Strengths and Weaknesses

A primary weakness of this article is that the longitudinal element was not employed. On Pages 40–41 the authors outline attrition at each interview—the modal cause was death, with 18 of 28 attritions decimating the sample size from 40 in the first interview to 12 in the fourth interview. However, quotes, the narrative, and the discussion all talk about participants in general terms, with no indication of participants’ gender, Scottish heritage, how spirituality changed between interviews, or whether spirituality was different for survivors as compared to the 18 subjects who passed away during the study. This seems like a large, missed opportunity. The authors claim to follow the “techniques of narrative analysis” (p. 41)—and yet, do not weave together the different interviews of subjects at three-month intervals into cohesive narratives. What we have is more of an ad-hoc selection of quotes and themes that fails even to effectively delineate or allow comparisons between the narratives of carers and patients. Moreover, spiritual needs were just one of several foci for the authors’ interviews—although this facilitates multiple publications, it does not give us a holistic picture of the participants. Another weakness is the authors say “the social context of each interview was considered in the analysis of the resulting data” (p. 40) but with no elaboration—“trust us” is the implication.

A strength is that the authors elucidated stark contrasts between lung cancer and heart failure patients. Their underlying methodology to recruit 20 patients from each group was well-documented and contributed to these findings. Ethical concerns were admirably addressed with approval and informed consent at multiple levels, including written consent before each quarterly interview. Occasionally, the authors distilled the interviews into generalizations, such as heart failure patients being less spiritually fulfilled due in part to not knowing when they will die, unlike terminal lung cancer patients. Fortunately, these generalizations were backed up with thick description of themes derived from patient and carer quotes. In particular, interviewing many participants simultaneously with their carers revealed that carers may be harsh—for example: “I think he probably needs a gun”… [carer turns toward patient] … “if you were a horse, they would shoot you” (p. 43) was shocking. It would have been nice to see more from these informal, primarily family or spouse carers on what patients were like before their diagnosis, which health professionals would not typically know firsthand. Nonetheless, a big strength of this article is simply that this is a difficult and sensitive population to gain access to.

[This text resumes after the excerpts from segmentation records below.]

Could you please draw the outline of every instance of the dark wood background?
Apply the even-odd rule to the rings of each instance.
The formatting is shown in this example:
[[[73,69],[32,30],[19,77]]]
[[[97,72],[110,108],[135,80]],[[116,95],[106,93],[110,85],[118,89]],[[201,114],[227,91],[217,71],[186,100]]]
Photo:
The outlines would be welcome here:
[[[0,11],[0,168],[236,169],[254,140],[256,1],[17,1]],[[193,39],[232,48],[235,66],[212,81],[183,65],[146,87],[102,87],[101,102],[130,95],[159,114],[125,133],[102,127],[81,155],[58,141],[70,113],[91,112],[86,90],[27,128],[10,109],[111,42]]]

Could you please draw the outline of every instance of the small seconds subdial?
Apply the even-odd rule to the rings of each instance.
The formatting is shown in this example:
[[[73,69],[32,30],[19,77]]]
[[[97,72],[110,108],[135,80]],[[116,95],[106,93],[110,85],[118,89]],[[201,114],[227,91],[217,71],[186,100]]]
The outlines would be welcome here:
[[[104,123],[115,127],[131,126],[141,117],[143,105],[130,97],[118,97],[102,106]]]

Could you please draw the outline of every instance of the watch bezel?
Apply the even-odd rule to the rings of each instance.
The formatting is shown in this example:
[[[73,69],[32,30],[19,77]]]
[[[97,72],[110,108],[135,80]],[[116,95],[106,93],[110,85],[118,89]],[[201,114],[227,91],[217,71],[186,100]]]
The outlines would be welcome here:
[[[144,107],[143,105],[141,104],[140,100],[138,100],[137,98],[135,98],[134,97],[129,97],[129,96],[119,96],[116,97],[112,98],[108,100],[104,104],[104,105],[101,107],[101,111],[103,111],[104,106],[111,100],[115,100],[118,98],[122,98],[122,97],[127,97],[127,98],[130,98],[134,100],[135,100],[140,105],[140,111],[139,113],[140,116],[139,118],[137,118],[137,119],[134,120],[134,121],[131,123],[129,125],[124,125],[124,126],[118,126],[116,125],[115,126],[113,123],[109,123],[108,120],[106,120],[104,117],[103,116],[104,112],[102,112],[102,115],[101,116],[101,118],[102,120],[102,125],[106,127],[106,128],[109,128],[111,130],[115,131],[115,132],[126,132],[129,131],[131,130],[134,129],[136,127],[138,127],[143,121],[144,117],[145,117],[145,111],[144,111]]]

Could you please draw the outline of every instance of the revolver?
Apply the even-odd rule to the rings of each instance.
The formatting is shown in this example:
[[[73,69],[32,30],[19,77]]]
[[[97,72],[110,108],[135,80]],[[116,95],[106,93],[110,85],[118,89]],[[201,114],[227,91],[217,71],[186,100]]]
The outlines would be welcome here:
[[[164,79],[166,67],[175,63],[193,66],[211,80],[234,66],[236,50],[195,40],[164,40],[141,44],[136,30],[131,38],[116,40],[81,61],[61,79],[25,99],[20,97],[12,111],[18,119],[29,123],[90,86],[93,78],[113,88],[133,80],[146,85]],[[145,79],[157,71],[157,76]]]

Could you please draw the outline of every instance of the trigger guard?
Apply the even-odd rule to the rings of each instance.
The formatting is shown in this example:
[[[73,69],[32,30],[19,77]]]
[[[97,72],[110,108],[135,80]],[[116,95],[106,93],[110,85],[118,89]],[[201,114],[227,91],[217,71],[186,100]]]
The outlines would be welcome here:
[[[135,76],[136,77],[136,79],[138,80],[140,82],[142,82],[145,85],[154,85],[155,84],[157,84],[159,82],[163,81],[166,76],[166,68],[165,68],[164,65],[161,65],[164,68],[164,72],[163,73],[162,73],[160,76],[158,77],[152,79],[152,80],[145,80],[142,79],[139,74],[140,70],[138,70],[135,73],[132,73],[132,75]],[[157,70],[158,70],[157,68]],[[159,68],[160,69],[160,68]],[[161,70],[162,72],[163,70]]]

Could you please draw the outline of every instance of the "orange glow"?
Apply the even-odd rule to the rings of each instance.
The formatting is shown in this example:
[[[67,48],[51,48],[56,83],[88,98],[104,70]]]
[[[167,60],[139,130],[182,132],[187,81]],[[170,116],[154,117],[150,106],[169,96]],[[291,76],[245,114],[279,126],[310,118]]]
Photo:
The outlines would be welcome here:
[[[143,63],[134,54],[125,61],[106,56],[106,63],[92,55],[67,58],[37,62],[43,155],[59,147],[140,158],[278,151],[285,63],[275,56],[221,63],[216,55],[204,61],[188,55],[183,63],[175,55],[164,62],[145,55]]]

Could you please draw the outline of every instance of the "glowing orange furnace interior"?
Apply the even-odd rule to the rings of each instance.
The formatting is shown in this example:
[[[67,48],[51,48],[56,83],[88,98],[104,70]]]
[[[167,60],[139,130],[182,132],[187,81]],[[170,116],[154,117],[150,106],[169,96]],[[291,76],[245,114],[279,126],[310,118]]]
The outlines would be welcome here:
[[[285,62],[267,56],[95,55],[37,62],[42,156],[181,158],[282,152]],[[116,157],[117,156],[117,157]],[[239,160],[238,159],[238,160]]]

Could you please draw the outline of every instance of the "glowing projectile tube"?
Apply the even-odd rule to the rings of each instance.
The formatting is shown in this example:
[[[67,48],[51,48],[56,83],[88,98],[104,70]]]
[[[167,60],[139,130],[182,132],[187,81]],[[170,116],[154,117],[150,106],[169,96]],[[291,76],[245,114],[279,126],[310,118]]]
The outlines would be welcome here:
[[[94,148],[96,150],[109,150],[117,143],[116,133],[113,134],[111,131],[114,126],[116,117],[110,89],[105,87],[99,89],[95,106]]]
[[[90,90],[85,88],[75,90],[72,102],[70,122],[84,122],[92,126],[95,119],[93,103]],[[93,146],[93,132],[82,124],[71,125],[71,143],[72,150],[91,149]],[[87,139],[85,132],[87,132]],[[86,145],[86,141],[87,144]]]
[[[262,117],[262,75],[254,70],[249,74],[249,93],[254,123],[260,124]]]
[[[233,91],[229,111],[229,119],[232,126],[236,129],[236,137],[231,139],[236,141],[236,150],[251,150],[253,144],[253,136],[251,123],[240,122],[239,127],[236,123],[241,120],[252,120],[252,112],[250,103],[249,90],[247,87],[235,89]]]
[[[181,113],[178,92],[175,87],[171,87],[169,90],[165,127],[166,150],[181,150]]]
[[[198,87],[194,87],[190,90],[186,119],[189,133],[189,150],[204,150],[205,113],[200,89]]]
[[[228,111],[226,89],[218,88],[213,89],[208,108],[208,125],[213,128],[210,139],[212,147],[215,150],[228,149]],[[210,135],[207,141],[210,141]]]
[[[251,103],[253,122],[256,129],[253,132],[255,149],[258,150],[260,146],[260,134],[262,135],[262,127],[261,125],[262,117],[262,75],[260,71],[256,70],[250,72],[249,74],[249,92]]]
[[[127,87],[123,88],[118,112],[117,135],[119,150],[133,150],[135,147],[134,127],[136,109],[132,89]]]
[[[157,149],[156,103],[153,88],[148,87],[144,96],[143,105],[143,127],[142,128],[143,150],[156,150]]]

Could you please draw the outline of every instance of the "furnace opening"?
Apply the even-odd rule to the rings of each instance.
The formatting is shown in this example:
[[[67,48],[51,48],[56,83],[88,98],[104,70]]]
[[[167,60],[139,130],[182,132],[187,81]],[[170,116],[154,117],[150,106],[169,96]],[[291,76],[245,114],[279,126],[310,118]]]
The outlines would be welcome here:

Contribution to My Understanding

This article helped me understand that qualitative research can be combined with quasi-experimental grouping. Here, the groups were terminal lung cancer and heart failure patients. Today, I talked with my doctoral adviser about dissertation designs in financial education—my area of interest. He suggested developing a training program with pre- and post-questionnaires to different populations—or, alternately, simple survey research—for instance, tax-advantaged investing could be surveyed and/or taught to low-, mid-, and high-income participants. The underlying thread of studying different groups is similar. This article had good examples of theory-guided thematic analysis, semi-structured interviewing techniques (see “useful prompts”; p. 40), and comparison and contrast of two groups (i.e., lung and heart patients). Although my research will mainly be quantitative, many principles remain the same (e.g., use of theory and avoiding loaded prompts). In particular, the “intermingling” of hope and despair (p. 42) among terminal patients may also be seen among the financially challenged, although less acutely. Finally, the authors drew on their connections, expertise and social acumen to gain access to this population. Because finance is a sensitive topic, there are parallels with my research interests.